Cyberbullying is Slowly Moving from the Internet to Metaverse
Metaverse has huge potential but it comes with risks like cyberbullying, privacy, harassment, safety, and more.
The metaverse is a hot topic in the world today. From tech giants like Meta and Microsoft to Nike and Tinder, everyone is placing their bricks for a future where interaction online takes place primarily in virtual environments. Metaverse has huge future potential but along with new worlds, new ideas, and new experiences, taking what Roblox, Second Life, and Minecraft offer to new heights there come risks like cyberbullying, privacy, harassment, safety, and more. This article features how cyberbullying is slowly entering the virtual world.
Many people are saying that the metaverse is capable of blurring the line between reality and virtual reality. In a persistent, all-encompassing digital world, the sensory experience is heightened, which in turn escalates the experience of harassment, assault, cyberbullying, and hate speech.
Numbers Speak: Online abuse in the metaverse
7 minutes: Researchers from the Center for Countering Hate found one incident of harassment and abuse on Facebook’s VR Chat every 7 minutes over a 12-hour period (Center for Countering Digital Hate)
4 feet: Meta this month introduced a default personal boundary that prevents avatars from coming within 4 feet of each other in Horizon Worlds and Horizon Venues spaces (Ars Technica)
US$50 million: Meta said, it has invested US$50 million in global research to anticipate safety risks and develop its metaverse products responsibly (The New York Times)
49 percent: 49 percent of women surveyed reported experiencing at least one incident of sexual harassment while using VR products including Oculus Rift, PlayStation VR, and Microsoft Windows Mixed Reality (Extended Mind)
80 percent: 80 percent of survey respondents, all of whom regularly use virtual reality, belief individually blocking harassers is the most effective tool to deal with them (Extended Mind)
Stranger Simulated Groping and Ejaculating
Last year in December, Chanelle Siggens strapped on an Oculus Quest virtual reality headset to play her favorite shooter game, Population One. Once she turned on the game, she maneuvered her avatar into a virtual lobby in the immersive digital world and waited for the action to begin.
But as she waited, another player’s avatar approached hers. The stranger then simulated groping and ejaculating onto her avatar, Ms. Siggens said in her statement. Shocked, she asked the player, whose avatar appeared male, to stop.

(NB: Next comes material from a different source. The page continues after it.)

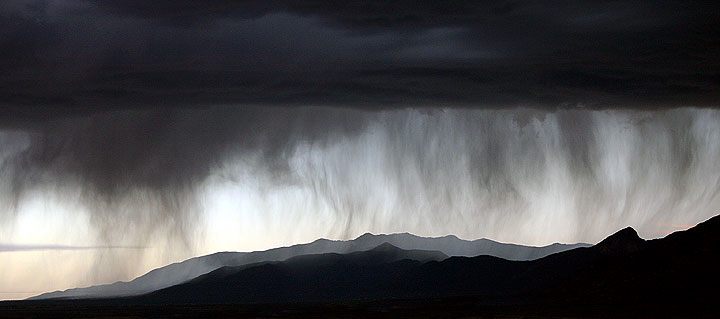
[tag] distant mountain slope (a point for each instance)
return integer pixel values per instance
(678, 272)
(180, 272)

But he didn’t.
Metaverse interactions as “uncomfortable”
Another incident took place with a female journalist who described her metaverse interactions as “uncomfortable” due to a lack of rules about etiquette in these spaces while another used the term “unnerving” when considering the unexpected and risky nature of certain rooms.
The metaverse is being designed by various companies with various mechanisms in place to prevent interpersonal victimization, but standards and rules must be in place – and faithfully applied – when individuals are inevitably targeted and harmed. To wit, any virtual environment needs to have a robust (and frequently updated) set of Community Guidelines to define behavioral expectations, as well as to declare the existence of disciplinary policies for conduct breaches.
On Meta, thousands of content moderators work around the clock to flag posts for hate speech, misinformation, and more, with the support of software that can read text. But moderating behavior in virtual reality is much harder, both computationally and manually. Instead of just scanning text, you have to process spoken language, visible gestures, how people are moving between one another, and more.
The flip side to this is contact theory, the notion that people are more tolerant when they meet in person and can make eye contact or hear someone’s voice. Is it possible people will just be nicer to each other in the metaverse?